Plastic debris is littered across the earth, flowing into oceans, rivers, and lakes, and choking the marine life that lives there. An estimated 11m metric tons of plastic make their way into the oceans each year, with that number only expected to triple by 2040. Microplastics are tiny plastic particles that come from these bigger pieces of debris, often commonplace items such as synthetic clothing, car tires, and water bottles.
As well as causing a devastating amount of damage to animals and the environment, these microplastics can also impact humans, entering the body via food, water, and even the air we breathe. Microplastics have been detected in human blood and organs, with scientists urgently calling for more research into the effects they may have on human health.

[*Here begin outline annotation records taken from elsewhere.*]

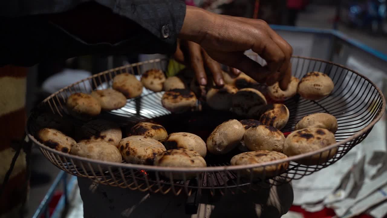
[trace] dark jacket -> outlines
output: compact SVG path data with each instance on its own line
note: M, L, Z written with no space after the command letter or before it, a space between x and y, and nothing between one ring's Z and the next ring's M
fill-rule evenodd
M185 15L181 0L0 1L0 66L91 54L172 54Z

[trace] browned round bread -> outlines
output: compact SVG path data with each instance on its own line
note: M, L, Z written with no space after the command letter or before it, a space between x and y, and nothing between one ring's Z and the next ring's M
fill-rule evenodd
M43 144L64 153L68 153L74 145L75 140L59 130L44 128L39 130L38 138Z
M241 73L238 76L224 71L222 71L222 74L226 84L235 87L238 89L252 88L258 83L257 81L243 73Z
M166 151L160 142L143 135L123 138L118 144L122 157L129 163L152 165L155 157Z
M95 90L91 93L91 96L99 102L101 109L103 111L118 109L126 104L125 96L111 88Z
M138 97L142 93L142 83L134 75L122 73L114 77L113 88L123 94L127 99Z
M274 104L267 106L260 121L265 125L281 130L285 127L289 119L289 110L286 106L282 104Z
M243 140L250 151L266 150L282 152L285 137L281 131L273 126L260 125L246 130Z
M170 111L184 112L195 107L197 99L194 92L188 89L172 89L163 95L161 104Z
M305 128L322 128L333 133L337 130L337 121L334 116L326 113L317 113L304 116L296 125L295 130Z
M187 132L173 133L170 134L166 138L164 145L167 150L183 148L193 150L202 157L205 157L207 148L205 142L199 136Z
M165 76L161 70L151 69L142 74L141 81L148 89L155 92L160 92L163 90Z
M169 91L175 88L184 89L186 88L184 81L178 76L170 76L167 78L164 82L164 90Z
M263 163L287 157L285 154L276 151L255 151L236 155L231 159L230 163L232 165L248 165ZM254 178L272 177L284 172L288 166L289 163L285 162L266 166L264 168L262 166L243 170L241 171L241 175L248 179L251 174Z
M252 88L243 88L233 96L233 111L240 116L246 116L253 107L266 105L265 96L258 90Z
M334 88L333 81L327 75L313 71L301 79L297 91L306 99L318 100L329 95Z
M283 101L297 94L297 88L299 81L298 78L292 76L288 88L285 90L279 88L278 82L277 82L274 85L267 87L267 94L275 101Z
M333 133L321 128L307 128L296 130L288 136L284 145L283 152L294 156L317 151L336 142ZM307 165L321 164L332 158L337 151L335 147L304 159L295 161Z
M216 127L207 138L207 149L214 154L226 154L240 142L245 129L236 119L230 119Z
M207 104L215 110L229 111L232 106L233 95L238 90L235 87L227 84L221 88L211 88L206 96Z
M101 105L97 99L84 93L74 93L66 102L70 114L77 118L85 119L96 116L101 112Z
M207 166L205 161L199 153L193 150L182 148L169 150L158 154L154 163L155 166L170 167L205 167ZM162 174L170 179L184 179L183 174L180 172L163 172ZM187 172L185 176L186 179L191 179L196 177L196 173Z
M130 131L127 133L127 136L132 135L144 135L163 142L168 134L165 128L161 125L140 122L132 127Z

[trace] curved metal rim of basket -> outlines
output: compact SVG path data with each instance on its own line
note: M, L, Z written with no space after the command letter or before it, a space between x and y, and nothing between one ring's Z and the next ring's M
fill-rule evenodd
M46 145L45 145L43 144L40 143L36 138L34 137L33 136L31 135L28 131L28 128L26 126L26 131L27 133L27 135L28 135L29 138L33 141L36 144L38 145L39 147L40 147L42 149L48 150L52 153L55 153L57 155L64 156L66 158L72 159L76 159L79 161L83 161L83 162L89 162L92 164L99 164L102 166L110 166L114 168L124 168L127 169L140 169L144 170L150 170L151 171L169 171L169 172L212 172L212 171L224 171L226 170L245 170L248 169L251 169L252 168L255 168L258 167L264 167L267 166L274 165L276 164L278 164L281 163L285 163L285 162L289 162L290 161L296 161L297 160L300 160L301 159L303 159L305 158L306 157L310 157L313 155L318 154L322 153L323 152L330 150L333 148L336 147L338 147L339 145L344 144L348 142L349 142L352 140L353 140L357 137L360 137L361 135L364 134L370 128L371 128L372 126L373 126L375 124L379 119L382 118L383 116L383 114L384 112L384 111L385 108L385 99L384 98L384 95L382 91L379 89L379 88L376 86L376 85L369 79L367 78L366 76L359 73L357 71L348 68L346 67L345 67L341 64L336 64L330 61L324 61L321 59L306 57L302 56L293 56L292 57L296 58L300 58L302 59L305 59L306 60L309 60L312 61L320 61L322 62L325 62L327 64L332 64L334 66L336 66L338 67L341 67L346 70L351 71L353 73L356 73L359 75L360 76L363 77L371 83L374 87L375 87L378 91L378 92L379 94L382 97L382 105L381 108L380 108L380 109L378 110L377 112L377 114L375 116L373 120L370 123L368 124L365 127L362 129L361 130L359 131L357 133L354 134L353 135L346 138L344 140L341 141L340 142L336 142L334 144L331 145L329 146L325 147L324 148L320 149L319 150L310 152L305 154L299 154L298 155L296 155L295 156L292 156L291 157L288 157L287 158L281 159L280 160L277 160L276 161L269 161L267 162L265 162L264 163L257 163L257 164L247 164L243 165L238 165L238 166L208 166L205 167L193 167L193 168L185 168L185 167L163 167L156 166L150 166L150 165L141 165L141 164L130 164L128 163L116 163L114 162L106 162L103 161L98 161L96 160L93 160L92 159L89 159L88 158L82 157L79 157L78 156L76 156L75 155L73 155L72 154L67 154L65 153L63 153L62 152L57 151L54 149L50 148ZM152 63L153 62L157 62L158 61L160 61L161 60L161 59L154 59L152 60L151 60L149 61L143 61L141 62L141 64L144 64L144 63ZM46 98L45 100L44 100L42 103L48 101L50 99L52 98L53 97L56 96L60 92L62 92L63 91L67 89L69 87L71 87L74 85L76 85L77 84L80 83L91 79L92 79L93 78L98 77L100 75L103 75L109 72L111 72L112 71L119 70L120 69L125 69L125 68L128 67L128 66L135 66L137 65L140 65L139 63L136 63L134 64L127 64L126 65L124 65L122 66L121 67L116 67L111 69L110 70L108 70L103 72L101 72L100 73L98 73L91 76L87 77L80 80L76 83L74 83L71 85L67 86L65 88L61 89L59 91L53 93L50 95L48 97ZM30 118L29 118L28 120Z

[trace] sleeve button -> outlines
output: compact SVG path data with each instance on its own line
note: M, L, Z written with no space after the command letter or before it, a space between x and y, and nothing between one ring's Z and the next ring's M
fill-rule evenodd
M168 25L164 25L161 28L161 35L164 38L167 38L169 36L169 28Z

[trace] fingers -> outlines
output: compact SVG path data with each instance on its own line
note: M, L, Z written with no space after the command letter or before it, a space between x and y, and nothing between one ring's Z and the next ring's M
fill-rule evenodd
M234 67L229 67L229 71L231 73L235 75L235 76L239 76L240 74L241 74L241 71L238 70L236 68L234 68Z
M291 80L291 63L289 62L288 65L288 69L285 71L285 75L283 78L279 81L279 88L282 90L286 90L288 89L288 86L289 83Z
M199 44L192 42L188 41L187 45L191 67L195 72L199 84L205 85L207 83L207 77L202 57L202 48Z
M220 64L211 58L204 49L202 49L202 53L204 63L212 74L212 78L216 86L223 87L224 85L224 81L223 80Z
M173 54L173 58L178 62L181 64L184 63L184 55L182 50L180 47L180 40L178 39L177 46L176 48L176 51Z
M288 43L285 41L282 37L277 34L273 29L269 28L269 31L272 39L273 41L277 44L278 47L281 48L285 55L285 60L282 64L282 66L279 68L279 72L281 74L281 76L280 78L281 79L285 76L287 73L289 73L289 72L288 71L289 69L289 66L290 65L290 59L293 53L293 48ZM291 75L291 67L290 67L290 73ZM288 76L289 75L287 75L287 76ZM287 85L286 86L287 87Z
M212 59L220 63L237 68L245 73L256 81L264 83L270 71L249 58L243 52L216 52L207 51Z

Now, a fish-like robot that can gather these tiny pieces of plastic from the ocean has been developed by scientists at Sichuan University in China. The new research was published in the journal Nano Letters this week. At just 13 millimeters long, this new bot could offer a promising solution to the increasing microplastic pollution building up in our waterways.

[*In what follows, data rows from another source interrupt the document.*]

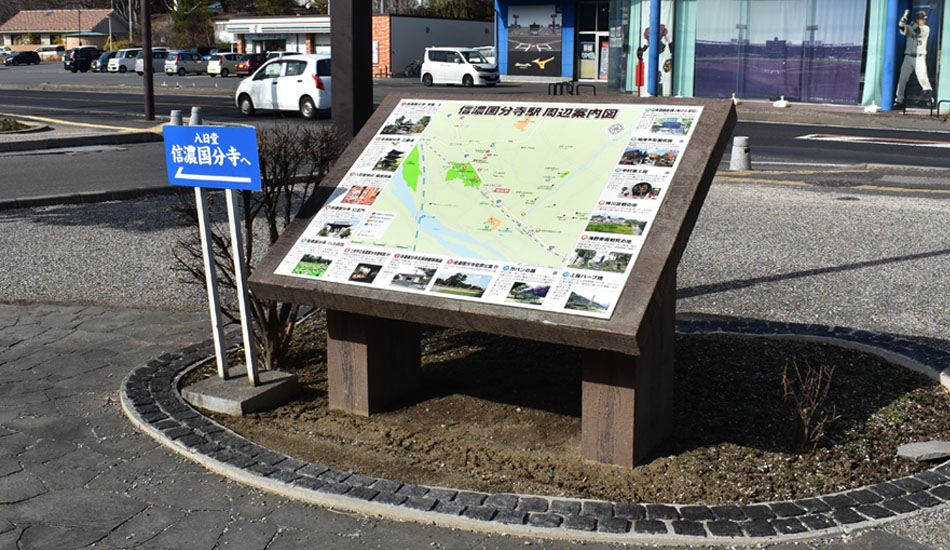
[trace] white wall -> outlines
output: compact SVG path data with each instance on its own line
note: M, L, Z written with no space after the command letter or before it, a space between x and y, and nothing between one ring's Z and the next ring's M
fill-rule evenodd
M401 74L414 60L422 60L428 46L490 46L494 44L491 21L460 21L429 17L390 19L392 71Z

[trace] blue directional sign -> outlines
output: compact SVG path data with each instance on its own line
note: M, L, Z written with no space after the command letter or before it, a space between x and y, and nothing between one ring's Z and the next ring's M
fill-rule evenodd
M172 185L260 191L254 128L165 126L163 133Z

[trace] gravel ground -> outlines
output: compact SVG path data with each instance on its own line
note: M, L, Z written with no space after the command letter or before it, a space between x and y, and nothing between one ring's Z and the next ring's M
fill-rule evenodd
M204 310L201 289L172 271L183 231L174 200L0 211L0 300ZM950 348L948 236L947 200L717 183L680 264L678 312L841 325ZM950 548L947 525L944 507L886 529Z

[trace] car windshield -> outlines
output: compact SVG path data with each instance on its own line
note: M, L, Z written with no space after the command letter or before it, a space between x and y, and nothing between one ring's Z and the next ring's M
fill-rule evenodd
M486 60L481 53L475 50L470 52L462 52L462 55L465 56L465 59L467 59L469 63L488 63L488 60Z

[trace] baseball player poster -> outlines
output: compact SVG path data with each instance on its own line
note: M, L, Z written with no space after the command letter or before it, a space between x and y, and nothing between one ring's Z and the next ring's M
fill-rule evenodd
M931 4L915 2L904 10L897 32L904 39L894 106L929 107L934 98L935 49L938 40L939 13Z

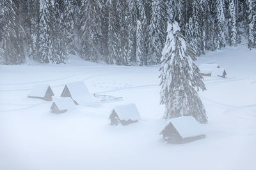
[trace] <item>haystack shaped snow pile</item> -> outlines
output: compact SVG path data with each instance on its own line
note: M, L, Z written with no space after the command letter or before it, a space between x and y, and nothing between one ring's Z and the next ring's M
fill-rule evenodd
M69 110L72 110L75 107L75 103L70 97L54 98L51 107L51 112L54 113L61 113Z
M227 75L226 71L222 68L214 69L212 71L212 76L220 76L222 78L225 78Z
M132 103L115 106L109 119L111 125L117 125L121 124L122 125L126 125L138 122L140 116L136 105Z
M92 108L99 108L101 106L100 100L90 94L83 81L67 83L61 96L71 97L77 105Z
M217 64L202 64L199 66L202 76L218 76L225 78L227 73L225 69L221 69Z
M216 68L220 68L217 64L202 64L199 66L200 74L203 76L211 76L212 70Z
M51 101L52 101L52 97L53 96L54 96L54 94L49 85L40 84L34 85L34 87L28 97Z
M193 117L172 118L161 132L164 141L185 143L205 138L200 124Z

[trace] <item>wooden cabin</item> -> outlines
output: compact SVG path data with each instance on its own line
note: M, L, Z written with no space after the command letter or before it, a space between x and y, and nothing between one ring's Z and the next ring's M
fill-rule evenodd
M52 90L49 85L41 84L35 85L28 97L51 101L54 96Z
M222 78L226 78L226 71L222 68L214 69L212 71L212 76L220 76Z
M172 144L186 143L205 138L200 124L193 117L170 119L160 134L164 141Z
M212 70L220 67L217 64L202 64L198 68L202 76L211 76Z
M114 107L109 116L110 124L121 124L127 125L138 122L140 119L139 111L134 104L118 105Z
M74 109L75 103L70 97L61 97L54 99L51 107L51 112L54 113L62 113L68 110Z
M92 108L99 108L101 106L100 100L90 94L83 81L67 83L61 96L70 97L76 105Z

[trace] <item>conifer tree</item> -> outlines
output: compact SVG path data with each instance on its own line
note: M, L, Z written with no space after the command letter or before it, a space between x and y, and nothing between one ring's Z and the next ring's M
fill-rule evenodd
M186 42L178 23L169 23L160 67L161 104L166 109L166 119L193 116L207 122L204 105L197 94L205 87L196 60L193 49Z
M161 53L164 46L166 29L165 10L163 0L152 0L151 20L148 28L148 65L160 62Z
M136 60L138 66L147 64L147 22L146 11L142 0L136 1L136 6L138 11L136 30Z
M253 13L253 1L246 0L246 6L248 34L248 46L249 49L252 50L256 48L256 14Z
M52 32L52 62L55 64L65 63L67 59L67 45L66 41L65 29L64 29L64 8L65 4L62 0L54 1ZM54 36L53 36L54 35Z
M118 28L118 19L116 11L116 1L108 0L108 6L109 8L108 13L108 55L106 62L110 64L119 64L119 33Z
M223 4L222 0L213 1L214 18L214 41L215 49L220 50L226 45L225 37L225 22L223 12Z
M39 1L39 23L37 55L40 61L49 63L53 61L53 37L52 31L54 25L51 23L53 13L53 6L51 2L47 0Z
M86 60L97 62L101 58L99 42L101 24L99 5L97 0L83 0L81 7L82 52Z
M145 53L143 31L141 22L140 20L137 20L136 31L136 62L138 66L143 66L143 58Z
M237 32L236 28L236 8L234 0L228 0L228 34L230 46L235 46L237 43Z
M75 53L74 46L74 1L64 0L63 1L63 32L68 52L70 53Z
M15 3L12 0L0 1L1 53L4 64L19 64L24 59L20 25Z

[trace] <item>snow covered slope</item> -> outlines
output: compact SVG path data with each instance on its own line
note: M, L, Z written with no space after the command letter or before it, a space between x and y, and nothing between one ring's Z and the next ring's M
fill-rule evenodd
M159 105L159 67L68 64L0 66L0 169L256 169L256 53L245 46L208 52L198 65L216 63L227 78L205 77L200 92L209 123L206 138L173 145L159 134L166 124ZM90 92L124 97L100 108L77 106L56 115L51 102L28 98L47 83L56 96L67 82ZM134 103L141 121L109 125L116 104Z

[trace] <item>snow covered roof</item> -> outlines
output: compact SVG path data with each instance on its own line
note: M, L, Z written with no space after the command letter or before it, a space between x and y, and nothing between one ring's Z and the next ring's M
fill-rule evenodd
M75 103L70 97L60 97L54 99L53 103L57 106L60 110L72 109L75 108Z
M118 105L114 107L119 118L122 120L137 120L140 119L139 111L134 104Z
M212 76L222 76L225 71L224 69L216 68L212 71Z
M35 85L29 96L44 97L50 86L47 84Z
M199 123L193 117L172 118L167 125L172 123L182 138L203 134Z
M66 84L68 87L72 97L77 96L90 94L87 87L84 85L83 81L74 81Z
M217 64L202 64L199 66L201 73L211 74L213 69L220 68L220 66Z
M66 84L72 98L79 105L89 107L98 107L100 100L90 94L83 81L75 81Z

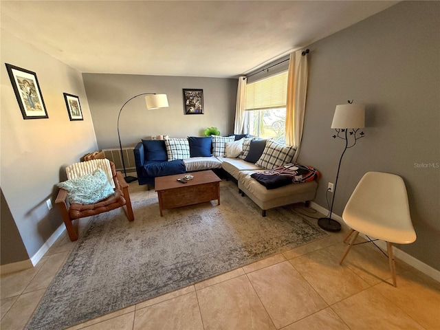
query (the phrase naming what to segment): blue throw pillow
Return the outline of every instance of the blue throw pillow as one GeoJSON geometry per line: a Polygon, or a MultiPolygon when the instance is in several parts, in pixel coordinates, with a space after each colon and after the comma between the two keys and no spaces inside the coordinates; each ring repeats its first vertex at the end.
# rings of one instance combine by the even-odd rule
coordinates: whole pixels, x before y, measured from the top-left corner
{"type": "Polygon", "coordinates": [[[188,142],[190,144],[190,157],[211,157],[212,137],[188,136],[188,142]]]}
{"type": "Polygon", "coordinates": [[[244,159],[245,162],[250,163],[256,163],[258,160],[263,155],[264,148],[266,146],[265,140],[254,140],[250,142],[250,146],[249,148],[249,153],[244,159]]]}
{"type": "Polygon", "coordinates": [[[163,140],[142,140],[145,152],[145,160],[166,162],[168,154],[165,141],[163,140]]]}

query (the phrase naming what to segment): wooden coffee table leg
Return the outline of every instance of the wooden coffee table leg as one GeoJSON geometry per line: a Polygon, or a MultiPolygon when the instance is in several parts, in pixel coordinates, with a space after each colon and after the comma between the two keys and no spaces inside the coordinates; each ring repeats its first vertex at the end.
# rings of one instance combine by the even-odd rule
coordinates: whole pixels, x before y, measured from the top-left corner
{"type": "Polygon", "coordinates": [[[160,211],[160,216],[163,217],[164,214],[162,212],[162,192],[157,192],[157,198],[159,199],[159,210],[160,211]]]}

“It is of great significance to develop a robot to accurately collect and sample detrimental microplastic pollutants from the aquatic environment,” study co-author and Polymer Research Institute of Sichuan University researcher Yuyan Wang told The Guardian. “To the best of our knowledge, this is the first example of such soft robots.”

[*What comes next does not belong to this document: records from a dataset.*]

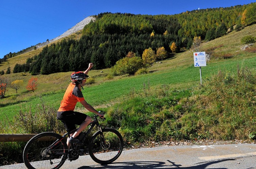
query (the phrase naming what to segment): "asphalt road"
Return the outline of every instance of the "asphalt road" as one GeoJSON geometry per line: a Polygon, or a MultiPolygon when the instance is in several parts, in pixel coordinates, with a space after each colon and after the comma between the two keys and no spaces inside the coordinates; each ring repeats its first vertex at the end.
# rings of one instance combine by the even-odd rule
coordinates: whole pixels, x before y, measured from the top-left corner
{"type": "MultiPolygon", "coordinates": [[[[146,168],[256,169],[256,144],[163,146],[124,150],[113,163],[101,165],[89,155],[67,161],[61,169],[146,168]]],[[[23,164],[1,169],[26,168],[23,164]]]]}

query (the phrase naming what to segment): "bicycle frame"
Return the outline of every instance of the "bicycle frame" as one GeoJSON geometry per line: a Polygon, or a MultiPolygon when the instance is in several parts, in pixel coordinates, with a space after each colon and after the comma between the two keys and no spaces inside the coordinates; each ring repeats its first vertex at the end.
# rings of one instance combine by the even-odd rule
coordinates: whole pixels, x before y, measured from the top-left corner
{"type": "MultiPolygon", "coordinates": [[[[88,130],[85,132],[85,134],[84,136],[83,137],[83,138],[81,139],[81,141],[83,143],[84,143],[84,142],[85,140],[85,139],[87,138],[87,136],[88,136],[88,135],[91,132],[91,131],[92,129],[95,126],[95,125],[96,125],[98,126],[99,129],[99,130],[100,131],[100,132],[102,132],[102,127],[101,126],[100,124],[99,124],[99,122],[98,121],[98,119],[97,119],[97,118],[96,117],[94,117],[94,120],[91,122],[88,125],[88,126],[89,125],[91,125],[90,127],[89,127],[89,128],[88,129],[88,130]]],[[[75,130],[74,130],[75,131],[77,129],[75,129],[75,130]]],[[[72,133],[72,132],[71,132],[72,133]]],[[[70,137],[70,132],[68,131],[64,135],[63,135],[62,136],[61,136],[61,139],[60,140],[56,140],[55,141],[54,143],[53,143],[53,144],[52,144],[51,145],[50,145],[49,147],[48,147],[48,150],[50,151],[50,150],[52,149],[54,147],[54,146],[57,144],[58,143],[59,143],[59,142],[61,141],[61,140],[62,140],[63,139],[65,138],[65,137],[68,135],[69,138],[70,137]]],[[[101,139],[102,139],[102,140],[103,141],[103,142],[104,143],[104,146],[106,146],[106,142],[105,141],[105,139],[104,139],[104,136],[103,136],[103,135],[100,135],[101,136],[101,139]]],[[[69,150],[70,149],[75,149],[75,148],[76,150],[77,150],[77,149],[78,149],[78,148],[80,147],[80,146],[75,146],[74,144],[71,144],[71,148],[69,149],[69,150]]],[[[69,153],[68,151],[67,152],[61,152],[61,153],[56,153],[56,154],[58,155],[64,155],[65,154],[68,154],[69,153]]]]}

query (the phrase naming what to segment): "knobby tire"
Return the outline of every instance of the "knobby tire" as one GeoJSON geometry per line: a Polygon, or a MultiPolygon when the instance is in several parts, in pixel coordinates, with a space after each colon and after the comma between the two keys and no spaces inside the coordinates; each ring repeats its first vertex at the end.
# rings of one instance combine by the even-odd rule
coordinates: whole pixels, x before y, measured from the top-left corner
{"type": "Polygon", "coordinates": [[[23,151],[23,160],[27,167],[29,169],[59,168],[65,162],[65,156],[67,155],[62,155],[68,149],[65,139],[53,146],[51,150],[46,150],[56,140],[60,140],[61,138],[60,135],[52,132],[42,132],[33,137],[26,145],[23,151]],[[50,164],[51,161],[52,164],[50,164]]]}
{"type": "Polygon", "coordinates": [[[89,154],[96,163],[106,164],[116,160],[121,154],[124,141],[121,134],[117,130],[110,128],[102,129],[94,134],[89,144],[89,154]],[[106,144],[102,141],[102,136],[106,144]]]}

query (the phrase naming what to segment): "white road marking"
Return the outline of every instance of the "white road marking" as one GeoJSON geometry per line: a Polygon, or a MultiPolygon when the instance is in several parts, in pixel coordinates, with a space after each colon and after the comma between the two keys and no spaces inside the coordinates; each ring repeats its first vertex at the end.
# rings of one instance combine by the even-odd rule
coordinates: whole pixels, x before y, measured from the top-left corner
{"type": "Polygon", "coordinates": [[[206,148],[215,148],[214,147],[213,147],[214,146],[214,146],[214,145],[212,145],[212,146],[193,146],[193,147],[192,147],[192,148],[202,148],[203,150],[205,150],[206,149],[206,148]]]}
{"type": "Polygon", "coordinates": [[[205,157],[199,157],[201,160],[213,160],[223,159],[228,159],[229,158],[237,158],[246,156],[252,156],[256,155],[256,152],[249,152],[243,154],[227,154],[222,155],[216,155],[216,156],[208,156],[205,157]]]}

The robo-fish can ‘swim’ at almost 30mm per second - about the same speed as active phytoplankton moving in water - due to a light laser system on its tail that rapidly flicks on and off, causing the tail to flap, propelling the fish forward. As it moves around, it collects and absorbs microplastics on its soft, self-healing body.
Typically, soft robots are made from hydrogels and elastomers, which can break easily when underwater. To combat this challenge, scientists took inspiration from nature by studying nacre, also known as mother-of-pearl, a strong and flexible material found on the inside surface of clam shells. The team produced a similar material by layering nanosheets of molecules according to nacre’s specific chemical gradient, which they then used to form the tiny robo-fish.
The bot can absorb polystyrene microplastics, including those that have fallen into cracks and crevices, from aquatic environments and transport them elsewhere. They can also be used by scientists to conduct additional research. “After the robot collects the microplastics in the water, the researchers can further analyse the composition and physiological toxicity of the microplastics,” Wang told The Guardian.
According to researchers, the innovative material is also able to heal itself from damage and cuts to 89 percent of its ability. This makes it the ideal tool when it comes to searching for microplastics in harsh environments.
More work is needed before the robo-fish can be released into the world’s aquatic environments. At the moment, it can only ‘swim’ at the surface of water, but Wang and her team will soon be developing the concept so that it can venture deeper.
“I think nanotechnology holds great promise for trace adsorption, collection, and detection of pollutants, improving intervention efficiency while reducing operating costs,” Wang told The Guardian.